Sioux Lookout Meno Ya Win Health Centre sees about 450 births each year, most of them to families from isolated First Nations, hundreds of kilometres away from the hospital, said director of patient care services Sue Anderson.

The hospital was routinely receiving calls from Service Ontario about unregistered babies, or seeing infants return to hospital for health care without the requisite paperwork for a health card, Anderson said. Meno Ya Win is now working on systems to ensure the two-part birth registration form is completed before the baby leaves hospital.

"Sometimes you go home and you're just worried about getting some sleep and feeding your baby, never mind doing some paperwork," Anderson said of the previous practice of simply sending registration forms home with new moms.

Now a native language interpreter visits each family during their stay at the hospital to explain the registration process and help fill out the form.

'Enormous' challenges

The only hitch, Anderson said is the requirement that the paperwork include the child's legal name and  "sometimes they want to go home and have a grandparent name the baby." In that case the interpreter walks the parents through the steps they'll need to take once their child is named.

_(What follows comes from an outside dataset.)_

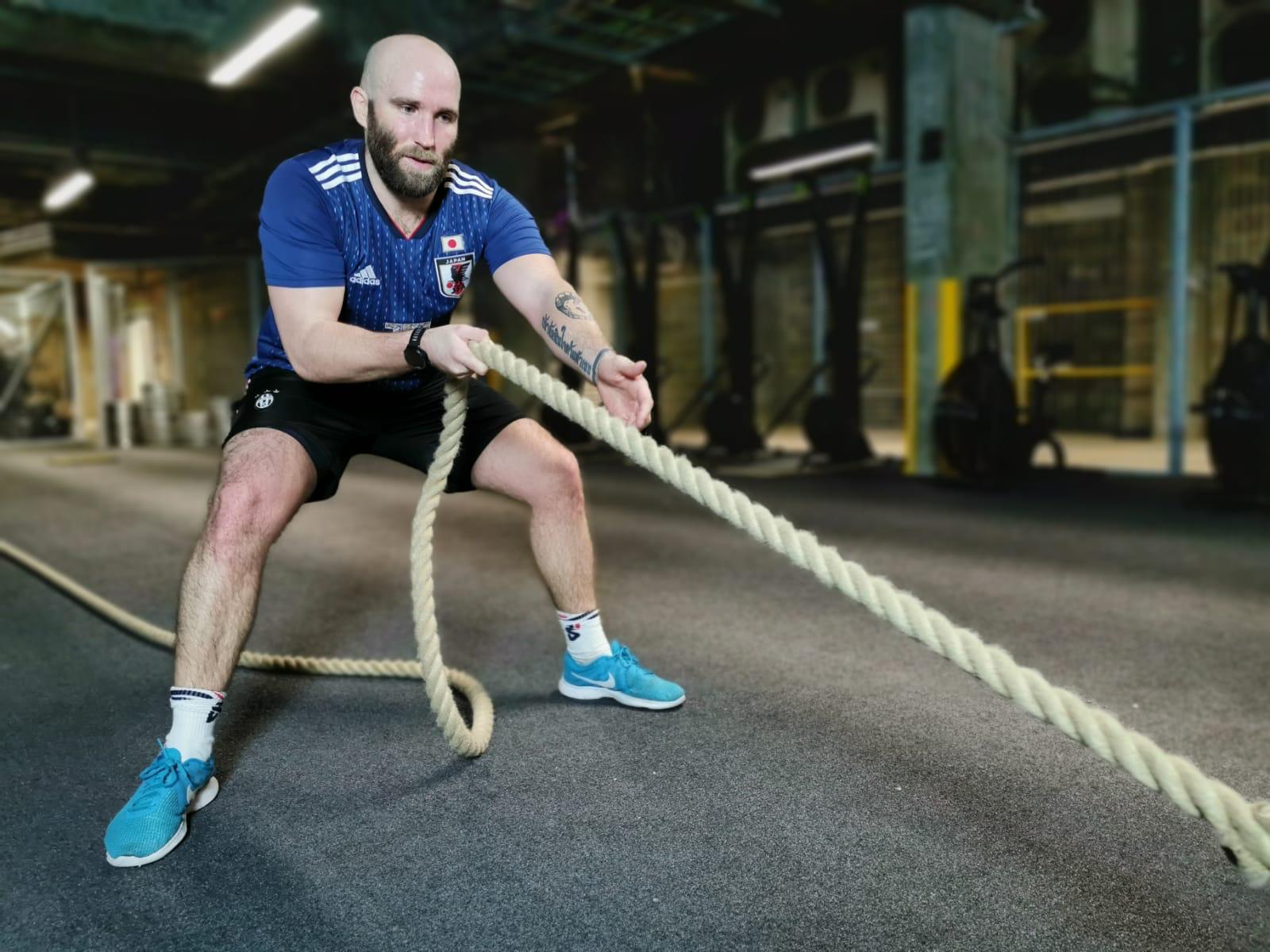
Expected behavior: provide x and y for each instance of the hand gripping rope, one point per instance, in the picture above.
(1244, 828)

The other part of the birth registration is a statement of live birth that is the responsibility of the hospital and must be filled out by a trained clerk. Anderson said the number of births at Meno Ya Win presents "enormous" challenges when it comes to getting all the paperwork completed.

Currently the hospital has one clerk dedicated to birth registration, but it intends to train more, she said.

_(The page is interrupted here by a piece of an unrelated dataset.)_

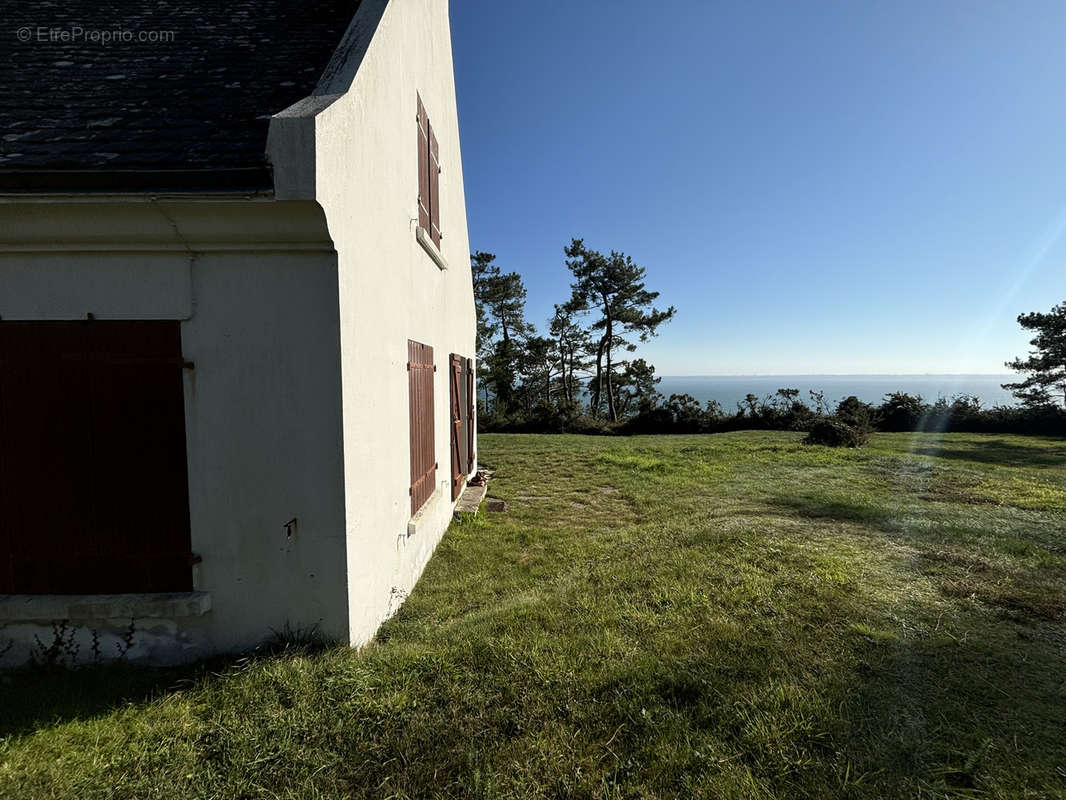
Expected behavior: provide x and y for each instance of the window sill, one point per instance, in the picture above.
(429, 246)
(50, 607)
(420, 516)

Birth registration is the first step towards getting a birth certificate, a social insurance number or child tax benefits in Ontario. It's also needed to acquire a health card.

Before the changes at Meno Ya Win, Anderson said children were coming back to the hospital without health cards.

"It's difficult to provide care," she said. "I mean we always do, but this is a necessary task that needs to happen in order to receive proper care throughout their lives."

Anderson said the hospital continues to seek feedback from Service Ontario, families, communities and staff about how to improve the system.